A cognitively better version of the plot is the default, i.e. without specifying the position
parameter, the plot defaults to aligning the largest contributor in each position along the y axis and showing all other variants in each position by a tail hanging below the axis. Longer tails indicate more variability in a position.

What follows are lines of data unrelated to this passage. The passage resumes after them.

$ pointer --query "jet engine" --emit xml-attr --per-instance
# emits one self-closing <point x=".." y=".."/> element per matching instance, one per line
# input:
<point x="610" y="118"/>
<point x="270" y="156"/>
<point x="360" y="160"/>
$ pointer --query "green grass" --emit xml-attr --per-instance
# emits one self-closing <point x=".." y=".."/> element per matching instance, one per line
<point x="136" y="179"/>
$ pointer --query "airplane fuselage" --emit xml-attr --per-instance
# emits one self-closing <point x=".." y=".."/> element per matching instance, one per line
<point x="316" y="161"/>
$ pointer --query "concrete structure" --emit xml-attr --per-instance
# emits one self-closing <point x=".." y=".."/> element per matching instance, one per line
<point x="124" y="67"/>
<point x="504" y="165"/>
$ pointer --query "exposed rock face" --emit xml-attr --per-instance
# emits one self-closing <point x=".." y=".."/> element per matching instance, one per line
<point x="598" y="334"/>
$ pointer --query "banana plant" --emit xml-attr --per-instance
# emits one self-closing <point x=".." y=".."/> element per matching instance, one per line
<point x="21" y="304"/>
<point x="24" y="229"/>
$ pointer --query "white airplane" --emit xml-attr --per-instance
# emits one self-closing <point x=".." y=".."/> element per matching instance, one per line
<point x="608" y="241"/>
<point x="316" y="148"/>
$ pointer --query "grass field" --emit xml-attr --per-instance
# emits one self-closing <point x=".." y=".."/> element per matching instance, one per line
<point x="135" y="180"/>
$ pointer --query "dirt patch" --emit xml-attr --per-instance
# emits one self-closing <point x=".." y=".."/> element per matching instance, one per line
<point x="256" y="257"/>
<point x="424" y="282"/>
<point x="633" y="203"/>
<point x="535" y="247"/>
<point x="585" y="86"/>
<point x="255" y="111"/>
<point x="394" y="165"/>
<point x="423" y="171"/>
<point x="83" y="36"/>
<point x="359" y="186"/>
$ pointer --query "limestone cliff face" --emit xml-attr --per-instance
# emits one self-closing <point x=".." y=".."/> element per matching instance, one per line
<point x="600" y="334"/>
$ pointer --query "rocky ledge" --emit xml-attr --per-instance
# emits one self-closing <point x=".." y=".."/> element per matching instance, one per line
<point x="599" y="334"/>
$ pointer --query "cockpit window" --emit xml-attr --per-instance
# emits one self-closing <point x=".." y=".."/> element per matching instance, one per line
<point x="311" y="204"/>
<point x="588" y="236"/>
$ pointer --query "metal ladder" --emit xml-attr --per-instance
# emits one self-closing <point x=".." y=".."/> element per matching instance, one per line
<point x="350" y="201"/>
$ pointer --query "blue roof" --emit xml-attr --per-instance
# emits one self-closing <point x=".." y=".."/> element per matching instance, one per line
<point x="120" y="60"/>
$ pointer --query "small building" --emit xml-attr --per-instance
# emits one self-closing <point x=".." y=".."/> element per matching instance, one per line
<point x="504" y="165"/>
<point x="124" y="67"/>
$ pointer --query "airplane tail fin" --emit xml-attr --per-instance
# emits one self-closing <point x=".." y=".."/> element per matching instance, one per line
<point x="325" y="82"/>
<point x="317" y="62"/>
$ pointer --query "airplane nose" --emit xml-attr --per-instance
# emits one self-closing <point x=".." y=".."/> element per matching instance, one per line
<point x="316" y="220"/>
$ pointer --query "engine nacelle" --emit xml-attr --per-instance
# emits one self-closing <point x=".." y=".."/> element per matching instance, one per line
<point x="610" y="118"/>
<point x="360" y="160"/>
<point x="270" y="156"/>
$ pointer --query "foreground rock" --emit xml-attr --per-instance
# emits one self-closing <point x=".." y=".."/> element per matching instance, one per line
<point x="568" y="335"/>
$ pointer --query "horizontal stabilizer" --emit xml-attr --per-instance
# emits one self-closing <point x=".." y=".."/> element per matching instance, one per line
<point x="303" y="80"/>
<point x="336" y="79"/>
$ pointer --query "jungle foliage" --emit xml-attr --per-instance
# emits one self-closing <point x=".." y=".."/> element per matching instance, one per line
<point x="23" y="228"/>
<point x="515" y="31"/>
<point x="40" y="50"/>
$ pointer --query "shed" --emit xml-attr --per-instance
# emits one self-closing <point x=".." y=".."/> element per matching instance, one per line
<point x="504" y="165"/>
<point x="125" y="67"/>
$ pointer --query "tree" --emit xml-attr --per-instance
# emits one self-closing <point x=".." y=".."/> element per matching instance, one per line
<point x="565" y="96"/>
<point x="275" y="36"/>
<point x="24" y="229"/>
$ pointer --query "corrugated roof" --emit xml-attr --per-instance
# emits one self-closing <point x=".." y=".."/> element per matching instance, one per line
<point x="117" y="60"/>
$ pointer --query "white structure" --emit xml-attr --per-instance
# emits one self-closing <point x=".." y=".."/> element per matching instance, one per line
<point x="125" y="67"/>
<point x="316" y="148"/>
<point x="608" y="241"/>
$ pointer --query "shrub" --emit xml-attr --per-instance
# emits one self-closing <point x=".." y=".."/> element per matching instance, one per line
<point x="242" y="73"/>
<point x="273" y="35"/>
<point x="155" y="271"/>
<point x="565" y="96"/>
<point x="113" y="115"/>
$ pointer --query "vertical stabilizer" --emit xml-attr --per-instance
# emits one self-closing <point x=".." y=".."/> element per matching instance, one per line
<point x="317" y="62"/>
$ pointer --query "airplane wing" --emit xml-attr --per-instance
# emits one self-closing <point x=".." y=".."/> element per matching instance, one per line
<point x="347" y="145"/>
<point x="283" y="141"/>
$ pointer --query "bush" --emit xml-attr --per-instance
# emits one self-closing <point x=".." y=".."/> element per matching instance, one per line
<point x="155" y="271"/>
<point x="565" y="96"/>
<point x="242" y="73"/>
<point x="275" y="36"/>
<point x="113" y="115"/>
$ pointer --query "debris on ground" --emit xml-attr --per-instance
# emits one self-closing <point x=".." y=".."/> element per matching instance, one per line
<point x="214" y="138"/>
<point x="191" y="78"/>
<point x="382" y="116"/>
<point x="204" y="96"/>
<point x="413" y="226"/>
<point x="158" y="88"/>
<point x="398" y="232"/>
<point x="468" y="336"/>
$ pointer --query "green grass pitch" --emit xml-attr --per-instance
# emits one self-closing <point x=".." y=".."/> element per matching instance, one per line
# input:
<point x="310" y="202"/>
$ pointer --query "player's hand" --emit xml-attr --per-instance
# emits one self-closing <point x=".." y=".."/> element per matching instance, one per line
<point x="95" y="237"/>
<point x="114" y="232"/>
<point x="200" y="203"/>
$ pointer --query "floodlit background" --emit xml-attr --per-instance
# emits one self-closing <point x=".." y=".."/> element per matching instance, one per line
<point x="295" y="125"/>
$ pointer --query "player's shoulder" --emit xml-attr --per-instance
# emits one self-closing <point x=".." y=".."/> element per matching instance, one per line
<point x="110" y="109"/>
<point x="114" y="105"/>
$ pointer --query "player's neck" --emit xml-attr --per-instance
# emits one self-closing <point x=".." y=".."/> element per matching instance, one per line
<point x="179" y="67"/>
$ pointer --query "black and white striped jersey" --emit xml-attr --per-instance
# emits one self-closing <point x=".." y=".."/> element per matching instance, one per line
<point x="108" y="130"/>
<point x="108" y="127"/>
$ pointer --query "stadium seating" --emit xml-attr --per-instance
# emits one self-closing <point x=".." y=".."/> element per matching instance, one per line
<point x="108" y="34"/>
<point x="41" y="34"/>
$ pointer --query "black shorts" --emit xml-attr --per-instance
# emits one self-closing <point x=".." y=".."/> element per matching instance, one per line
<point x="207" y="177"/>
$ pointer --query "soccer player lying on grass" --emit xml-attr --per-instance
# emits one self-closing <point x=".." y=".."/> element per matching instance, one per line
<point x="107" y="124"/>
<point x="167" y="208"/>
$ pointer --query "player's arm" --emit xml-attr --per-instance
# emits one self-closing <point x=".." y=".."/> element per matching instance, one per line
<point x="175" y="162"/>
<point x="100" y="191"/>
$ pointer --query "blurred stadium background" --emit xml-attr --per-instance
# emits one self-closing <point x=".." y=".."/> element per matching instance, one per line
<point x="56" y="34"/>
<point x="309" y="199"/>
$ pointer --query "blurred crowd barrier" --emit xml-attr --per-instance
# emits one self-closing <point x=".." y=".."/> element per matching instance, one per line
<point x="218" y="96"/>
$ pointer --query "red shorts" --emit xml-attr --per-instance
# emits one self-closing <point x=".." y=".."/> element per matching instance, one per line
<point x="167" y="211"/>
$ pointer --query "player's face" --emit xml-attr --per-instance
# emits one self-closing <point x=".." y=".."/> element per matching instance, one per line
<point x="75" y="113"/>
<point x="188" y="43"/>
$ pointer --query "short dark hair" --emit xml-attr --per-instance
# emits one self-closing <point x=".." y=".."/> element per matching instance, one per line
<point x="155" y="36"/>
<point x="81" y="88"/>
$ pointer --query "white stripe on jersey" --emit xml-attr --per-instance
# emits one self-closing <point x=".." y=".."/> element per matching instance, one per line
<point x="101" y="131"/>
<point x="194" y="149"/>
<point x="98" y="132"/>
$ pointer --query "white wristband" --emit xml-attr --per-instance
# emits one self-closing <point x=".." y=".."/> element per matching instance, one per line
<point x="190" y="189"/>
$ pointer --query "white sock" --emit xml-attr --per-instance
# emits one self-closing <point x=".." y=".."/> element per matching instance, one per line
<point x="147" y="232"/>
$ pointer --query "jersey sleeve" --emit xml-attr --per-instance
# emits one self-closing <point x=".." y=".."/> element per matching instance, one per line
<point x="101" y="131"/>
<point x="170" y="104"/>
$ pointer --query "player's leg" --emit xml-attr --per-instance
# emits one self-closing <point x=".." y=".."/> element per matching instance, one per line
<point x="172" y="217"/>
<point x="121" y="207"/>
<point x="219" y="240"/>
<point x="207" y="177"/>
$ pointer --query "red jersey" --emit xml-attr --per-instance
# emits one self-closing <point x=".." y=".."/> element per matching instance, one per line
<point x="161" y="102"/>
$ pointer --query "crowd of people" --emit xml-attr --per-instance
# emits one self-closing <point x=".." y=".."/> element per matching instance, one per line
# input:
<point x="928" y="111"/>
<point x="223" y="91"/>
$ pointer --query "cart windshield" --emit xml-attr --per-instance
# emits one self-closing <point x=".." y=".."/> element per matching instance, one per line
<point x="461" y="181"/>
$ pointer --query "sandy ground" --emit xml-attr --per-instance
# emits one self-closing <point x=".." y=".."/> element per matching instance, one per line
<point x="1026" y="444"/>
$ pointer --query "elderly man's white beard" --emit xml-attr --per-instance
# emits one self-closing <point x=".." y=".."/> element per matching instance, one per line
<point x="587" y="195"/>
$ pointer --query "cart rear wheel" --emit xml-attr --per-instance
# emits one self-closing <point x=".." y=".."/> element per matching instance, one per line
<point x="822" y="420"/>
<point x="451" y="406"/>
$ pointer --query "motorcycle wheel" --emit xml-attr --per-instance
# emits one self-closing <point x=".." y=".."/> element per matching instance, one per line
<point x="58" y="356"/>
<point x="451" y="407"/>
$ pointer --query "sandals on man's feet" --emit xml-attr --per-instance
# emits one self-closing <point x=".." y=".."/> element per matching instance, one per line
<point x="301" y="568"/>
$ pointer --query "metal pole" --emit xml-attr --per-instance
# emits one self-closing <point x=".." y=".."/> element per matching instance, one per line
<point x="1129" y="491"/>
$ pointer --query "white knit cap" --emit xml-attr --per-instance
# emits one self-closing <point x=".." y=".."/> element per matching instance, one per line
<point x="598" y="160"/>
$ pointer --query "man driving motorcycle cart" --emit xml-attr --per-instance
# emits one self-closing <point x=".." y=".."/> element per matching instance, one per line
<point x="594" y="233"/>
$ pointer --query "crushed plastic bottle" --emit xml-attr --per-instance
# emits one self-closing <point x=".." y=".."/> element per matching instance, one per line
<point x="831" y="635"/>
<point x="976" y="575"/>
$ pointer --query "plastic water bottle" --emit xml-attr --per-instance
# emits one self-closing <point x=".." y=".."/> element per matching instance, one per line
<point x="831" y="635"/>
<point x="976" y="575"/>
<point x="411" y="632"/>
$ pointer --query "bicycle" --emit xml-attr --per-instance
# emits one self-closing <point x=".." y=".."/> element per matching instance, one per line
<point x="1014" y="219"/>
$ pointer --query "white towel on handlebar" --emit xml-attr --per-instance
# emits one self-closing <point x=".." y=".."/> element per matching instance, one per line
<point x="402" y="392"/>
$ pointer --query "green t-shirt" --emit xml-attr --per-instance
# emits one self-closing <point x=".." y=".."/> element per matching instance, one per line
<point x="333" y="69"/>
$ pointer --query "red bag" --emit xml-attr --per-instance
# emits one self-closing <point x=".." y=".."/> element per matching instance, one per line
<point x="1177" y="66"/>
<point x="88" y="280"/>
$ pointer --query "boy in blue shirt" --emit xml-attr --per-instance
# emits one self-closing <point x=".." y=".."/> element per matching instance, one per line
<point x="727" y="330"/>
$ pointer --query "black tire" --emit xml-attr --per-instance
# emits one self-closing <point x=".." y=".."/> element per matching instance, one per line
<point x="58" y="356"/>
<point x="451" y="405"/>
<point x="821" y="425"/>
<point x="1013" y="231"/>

ggplot(data = ggfortify(sequences, peptide, method="shannon")) +
geom_logo(aes(x = position, y = info, group = element,
label = element, fill = interaction(Polarity, Water)),
alpha = 0.6) +
scale_fill_brewer("Amino Acid\nproperties", palette = "Paired") +
theme(legend.position = "bottom")
Other variants
Besides the Shannon information, we could also visualize the frequencies of peptides in each position. We can either set method = frequency
, or calculate the (relative) frequency information ourselves as:
ggplot(data = ggfortify(sequences, peptide, method="shannon")) +
geom_logo(aes(x = position, y = freq/total, group = element,
label = element, fill = interaction(Polarity, Water)),
alpha = 0.6) +
scale_fill_brewer("Amino Acid\nproperties", palette = "Paired") +
theme(legend.position = "bottom")
Using the classic variant of alignment results in a stacked barchart of amino acids by position:
ggplot(data = ggfortify(sequences, peptide, method="shannon")) +
geom_logo(aes(x = position, y = info, group = element,
label = element, fill = interaction(Polarity, Water)),
alpha = 0.6, position="classic") +
scale_fill_brewer("Amino Acid\nproperties", palette = "Paired") +
theme(legend.position = "bottom")
Implementation details
This implementation of sequence logos is a two-step process of data prepping/wrangling followed by the visualization. The data prepping happens in the function ggfortify
:
library(dplyr)
seq_info <- sequences %>% # data pipeline for processing
ggfortify(
peptide, # variable in which the sequences are stored
treatment = class,
method = "shannon",
missing_encode = c(".", "*", NA)
)
sequences
specifies the variable of the sequences in the data set, treatment
is a (list) of grouping variables for which the (Shannon) information will be calculated in each position. For peptide sequences, the data set aacids
is used to provide additional information on properties.
head(seq_info)
## element class position freq total info bits Polarity
## 1 A gram - 13 2 923 0.003900781 0.003900781 non-polar
## 2 A gram - 30 31 923 0.083595755 0.083595755 non-polar
## 3 A gram + 16 33 886 0.076015635 0.076015635 non-polar
## 4 A gram - 35 135 923 0.235541625 0.235541625 non-polar
## 5 A gram + 33 2 886 0.006471744 0.006471744 non-polar
## 6 A gram - 17 27 923 0.115479912 0.115479912 non-polar
## Water
## 1 hydrophobic
## 2 hydrophobic
## 3 hydrophobic
## 4 hydrophobic
## 5 hydrophobic
## 6 hydrophobic
By specifying the treatment
parameter, the corresponding information methods are now calculated for treatments as well, and we can assess the variability/conservation of the sequence by the treatment:
seq_info %>%
ggplot() +
geom_logo(aes(x = class, y = info, group = element,
label = element, fill = interaction(Polarity, Water)),
alpha = 0.6) +
scale_fill_brewer("Amino Acid\nproperties", palette = "Paired") +
theme(legend.position = "bottom") +
facet_wrap(~position, ncol = 12)
Available alphabets
By default, the font used for logo plots is Helvetica, available as dataset alphabet
. Each letter is implemented in form of a polygon with x
and y
coordinates. The variable group
contains the corresponding letter.
alphabet %>%
filter(group == "B") %>%
ggplot(aes(x = x, y = y)) + geom_polygon() +
theme(aspect.ratio = 1)
Besides the default alphabet, the fonts Comic Sans, xkcd, and braille (for 3d printing) are implemented:
alphabet_comic %>%
filter(group %in% c(LETTERS, 0:9)) %>%
ggplot(aes(x = x, y = y)) + geom_polygon() +
theme(aspect.ratio = 1) + facet_wrap(~group, ncol = 11) +
ggtitle("Comic Sans")
References
Schneider, TD, Stephens, RM (1990). Sequence logos: a new way to display consensus sequences. Nucleic Acids Res, 18, 20:6097-100.